Again her boss shrugged. ‘Unless Prideaux could plead for clemency by playing the mercy-killing card, it seems very likely. It couldn’t be an accident and it can’t be manslaughter, so there’s only murder left. Unless some powerful mitigating circumstances can be dredged up, then a death sentence is almost mandatory.’
‘The poor man!’ whispered Moira, looking quite upset.
‘If he did it, then he should be found guilty,’ said Siân, stubbornly. ‘Though he should be locked up, not thrown down a hole with a rope around his neck!’
Like the bullet analogy, this again recalled the Brecon farm murder, but Moira was casting around for some less awesome solution.
‘But what about manslaughter, doctor?’ she asked. ‘If she was already dying of cancer, surely that’s a factor.’
‘I’m not clear what’s murder and what’s manslaughter,’ added Siân.
Richard looked across at Angela. ‘These ladies certainly ask some difficult questions, don’t they?’ he complained, but he did his best to answer them.
‘Look, I’m not a lawyer, but as far as I know, murder is when someone in their right mind unlawfully kills another, with the intention to either kill or seriously injure them.
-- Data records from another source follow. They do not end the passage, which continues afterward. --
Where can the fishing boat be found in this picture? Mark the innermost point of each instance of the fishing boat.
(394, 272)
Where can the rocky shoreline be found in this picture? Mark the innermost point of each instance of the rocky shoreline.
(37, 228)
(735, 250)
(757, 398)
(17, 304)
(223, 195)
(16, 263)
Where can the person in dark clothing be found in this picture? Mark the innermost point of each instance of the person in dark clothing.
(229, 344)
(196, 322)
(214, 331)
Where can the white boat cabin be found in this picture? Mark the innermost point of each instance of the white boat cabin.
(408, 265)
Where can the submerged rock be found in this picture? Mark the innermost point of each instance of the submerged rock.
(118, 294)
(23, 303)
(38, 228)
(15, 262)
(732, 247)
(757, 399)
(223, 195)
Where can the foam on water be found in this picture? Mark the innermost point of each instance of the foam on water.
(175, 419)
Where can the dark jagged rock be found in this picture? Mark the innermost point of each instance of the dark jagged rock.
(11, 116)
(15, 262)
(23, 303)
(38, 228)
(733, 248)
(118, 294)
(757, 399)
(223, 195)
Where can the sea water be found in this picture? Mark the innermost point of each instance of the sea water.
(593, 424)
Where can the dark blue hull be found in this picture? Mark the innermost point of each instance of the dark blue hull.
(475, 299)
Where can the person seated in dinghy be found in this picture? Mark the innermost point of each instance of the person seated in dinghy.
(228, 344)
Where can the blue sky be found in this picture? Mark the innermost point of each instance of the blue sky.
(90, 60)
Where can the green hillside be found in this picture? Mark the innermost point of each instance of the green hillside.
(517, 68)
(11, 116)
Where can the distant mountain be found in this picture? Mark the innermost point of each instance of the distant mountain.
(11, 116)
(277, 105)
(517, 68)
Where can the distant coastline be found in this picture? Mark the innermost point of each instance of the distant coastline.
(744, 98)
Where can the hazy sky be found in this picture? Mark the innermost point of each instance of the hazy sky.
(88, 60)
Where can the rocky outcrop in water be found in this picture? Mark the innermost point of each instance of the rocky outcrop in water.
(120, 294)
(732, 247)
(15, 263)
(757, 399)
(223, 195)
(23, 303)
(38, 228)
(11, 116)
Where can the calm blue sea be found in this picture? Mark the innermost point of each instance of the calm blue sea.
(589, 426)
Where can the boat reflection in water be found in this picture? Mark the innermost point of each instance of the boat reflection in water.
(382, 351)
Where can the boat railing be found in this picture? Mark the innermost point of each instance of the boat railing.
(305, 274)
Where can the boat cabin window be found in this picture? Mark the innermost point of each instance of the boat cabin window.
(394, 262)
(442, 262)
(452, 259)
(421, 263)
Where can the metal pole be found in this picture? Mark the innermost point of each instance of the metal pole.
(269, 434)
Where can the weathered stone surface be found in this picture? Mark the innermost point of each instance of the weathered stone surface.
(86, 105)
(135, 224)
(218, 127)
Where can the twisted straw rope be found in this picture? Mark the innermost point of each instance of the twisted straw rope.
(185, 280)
The death must follow within a year and a day of the attack. It’s the intention that’s the crucial factor, because manslaughter is where the first person kills another during some unlawful or negligent act but did not intend that to happen. There are all sorts of caveats about the definitions, but that’s the general idea for simple folk like me!’
‘So if he did inject potassium chloride into his wife, there’s no way he could plead manslaughter, unless he was so off his head that he didn’t know what he was doing,’ supplemented Angela.
Richard was thankful that this explanation seemed to satisfy the two women, but they moved on to the logistics of the forthcoming trial.
‘What will happen when they come to argue over the medical evidence?’ asked Moira. ‘Do you take it in turns to put forward your points of view?’
Richard nodded. ‘The prosecution get first go, by calling their witnesses one after the other. The defence then cross-examine them and when the prosecution have finished, the defence have their turn.’ He paused and rubbed his chin thoughtfully. ‘At least, that’s the usual batting order, but George Lovesey hinted that, typically, Nathan Prideaux may make an application to the judge to call witnesses out of order. We’ll just have to wait and see what happens.’